Sept. 10, 1964 - The Johnson Administration’s four-day review of the Vietnamese crisis with Ambassador Maxwell Taylor (left) ended today with the conclusion that the Communist Viet Cong insurgency could not be ended by military means in the foreseeable future, officials said.
But high officials said that U.S. believed that the stalemated guerrilla warfare was so expensive to the insurgents, and particularly to North Vietnam, which is directly supporting it, that they may give it up in the end rather than risk suffering heavy losses.

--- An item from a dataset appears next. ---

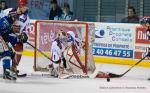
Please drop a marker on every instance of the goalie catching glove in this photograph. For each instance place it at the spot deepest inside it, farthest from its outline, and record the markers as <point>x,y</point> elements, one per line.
<point>23,37</point>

These assessments, expressed after Taylor had conferred at length with the top policymakers in Washington, suggested that the U.S. would contemplate a negotiated settlement of the Vietnamese war only if the Communists were willing to end attacks.
It was made clear that short of such a Communist decision to come to terms with the Saigon regime and the U.S., the Administration would continue — and increase if needed — its economic and military support of the anti-Communist war.
Secretary of State Dean Rusk said at a morning news conference that U.S. commitments to South Vietnam were “flat and very firm,” and that, “I don’t know of any negotiations now going on anywhere, overt or covert, about a settlement in South Vietnam.”
Last October, a White House review conference predicted that the war might end late in 1965 if the political crisis did not affect the military effort.
It was said at that time that about 1,000 U.S. troops could be withdrawn from Vietnam by the end of 1963, and that the bulk of the 14,000 men then serving there could go home late in 1965.
However, the adverse course of the war quickly nullified these predictions. A White House review conference last June decided instead to increase the number of U.S. military advisers in South Vietnam by some 5,000 men. At present, there are 18,000 American advisers in Vietnam, and the figure is expected to reach about 21,000 men when the build-up is completed later this year.
In the light of conclusions reached in Washington this week, there was no further official talk as to when the tide might turn in the Vietnamese war or when U.S. troops might be repatriated.